The DVD we watched listed Smokey and the Bandit 1,2, & 3 on the menu, but when you try to access Smokey and the Bandit 3, all you see is a prompt to flip the disc over (note: the DVD is on a one-sided disc, thus trying to play the label side will only result in frustration and possibly a broken DVD player…personally I think it is one of Burt Reynolds’ practical jokes, but more on that later).
Anyhow, I thought I would give a brief synopsis as to why the original was and still is far superior to the sequel and rumored to exist “Smokey and the Bandit 3.”
As a true bench mark to any film’s worth, let’s first examine some of their finer snippets of IMDB Trivia.
Smokey and the Bandit was the second highest grossing movie released in 1977 next to Star Wars…compare that to…(Re: Smokey and the Bandit 2) To the chagrin of the stunt crew, the Turbo Trans Ams didn't have quite the performance they were hoping for.
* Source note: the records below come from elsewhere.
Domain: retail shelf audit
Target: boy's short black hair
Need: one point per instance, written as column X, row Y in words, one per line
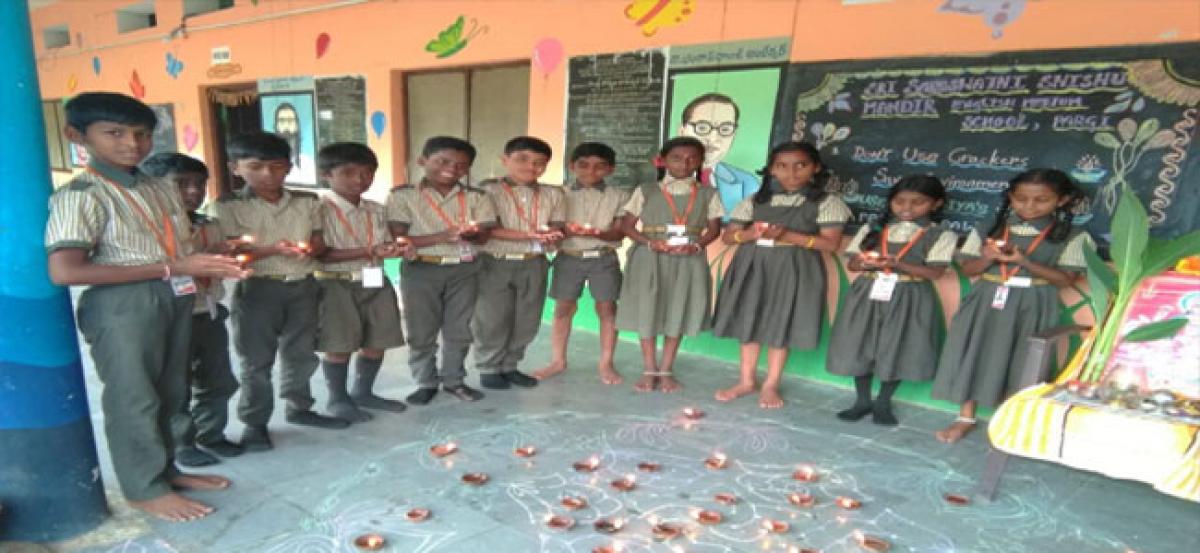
column 342, row 152
column 533, row 144
column 168, row 162
column 437, row 144
column 258, row 145
column 88, row 108
column 594, row 149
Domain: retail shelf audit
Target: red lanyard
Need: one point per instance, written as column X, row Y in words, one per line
column 912, row 241
column 1005, row 275
column 349, row 228
column 165, row 235
column 691, row 203
column 533, row 211
column 445, row 218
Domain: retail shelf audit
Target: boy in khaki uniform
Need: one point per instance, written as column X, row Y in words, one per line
column 358, row 304
column 199, row 427
column 588, row 254
column 444, row 221
column 513, row 290
column 275, row 311
column 125, row 236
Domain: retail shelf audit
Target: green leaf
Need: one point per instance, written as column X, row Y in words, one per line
column 1157, row 330
column 1162, row 254
column 1107, row 139
column 1131, row 232
column 1147, row 127
column 1101, row 282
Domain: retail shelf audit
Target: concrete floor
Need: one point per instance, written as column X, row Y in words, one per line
column 318, row 490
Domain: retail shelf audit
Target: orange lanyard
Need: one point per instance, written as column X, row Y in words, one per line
column 349, row 228
column 1005, row 275
column 691, row 203
column 445, row 218
column 165, row 235
column 912, row 241
column 533, row 211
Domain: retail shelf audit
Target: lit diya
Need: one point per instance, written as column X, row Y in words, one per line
column 475, row 479
column 665, row 530
column 609, row 526
column 775, row 527
column 726, row 498
column 559, row 522
column 370, row 542
column 625, row 484
column 574, row 503
column 955, row 499
column 706, row 516
column 648, row 467
column 442, row 450
column 849, row 504
column 417, row 515
column 807, row 473
column 717, row 462
column 588, row 466
column 801, row 499
column 871, row 544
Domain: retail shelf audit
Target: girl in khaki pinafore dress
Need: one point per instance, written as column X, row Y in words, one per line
column 774, row 292
column 666, row 286
column 1021, row 260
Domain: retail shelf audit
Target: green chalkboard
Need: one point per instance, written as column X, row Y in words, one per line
column 1102, row 115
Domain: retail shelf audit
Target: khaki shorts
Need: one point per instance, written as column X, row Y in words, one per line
column 353, row 317
column 601, row 274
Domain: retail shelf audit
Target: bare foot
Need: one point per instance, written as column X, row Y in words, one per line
column 646, row 384
column 610, row 376
column 201, row 481
column 173, row 508
column 736, row 391
column 769, row 398
column 954, row 432
column 552, row 370
column 667, row 384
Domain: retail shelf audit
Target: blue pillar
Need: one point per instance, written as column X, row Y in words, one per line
column 49, row 478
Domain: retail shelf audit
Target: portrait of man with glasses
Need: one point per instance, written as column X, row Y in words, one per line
column 713, row 119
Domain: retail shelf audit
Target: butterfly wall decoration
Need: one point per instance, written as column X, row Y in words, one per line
column 454, row 38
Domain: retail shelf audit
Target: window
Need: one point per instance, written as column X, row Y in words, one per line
column 137, row 16
column 58, row 148
column 196, row 7
column 55, row 36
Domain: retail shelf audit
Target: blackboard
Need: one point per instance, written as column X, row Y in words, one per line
column 617, row 98
column 976, row 122
column 341, row 109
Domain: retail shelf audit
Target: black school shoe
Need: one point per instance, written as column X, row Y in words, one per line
column 191, row 456
column 495, row 382
column 520, row 379
column 465, row 392
column 255, row 438
column 421, row 396
column 222, row 448
column 310, row 418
So to get a respectable amount of speed out of them, they installed nitrous oxide tanks.
Cleary the 1977 Trans-am (used in the original) was far superior to the 1979 Trans-am (used in the sequel).
The screen time of Fred, Cleetus Snow’s loveable hound dog and film’s true acting genius, was severely cut in the sequel in order to quell Sally Field’s complaints on continually being upstaged.
Anyone who’s worked with Burt knows he’s an absolute rapscallion of a practical joker. After shooting the Don Williams bar scene, they whole cast went out to blow off some steam. Everyone got sauced and when they returned to the set, Burt thought it would be funny to put a padlock on Dom Deluise’s personal refrigerator. Once discovered, an infuriated Deluise retaliated by eating Burt’s entire wardrobe except for the gay caballero outfit, which Burt was forced to wear for the remainder of the film.
After riding high on the hog of the first film (and not anticipating a sequel) Sally Field’s party-hard lifestyle finally caught up with her as she balloon to 8,000 pounds. Back then fitness routines were in the dark-age and personal trainers non-existent. As a result, Sally Fields made excessive demands in order for her to agree to be in the sequel. She insisted the sequel included BOTH Dom Deluise AND an elephant so as to give the optical illusion of her slimness.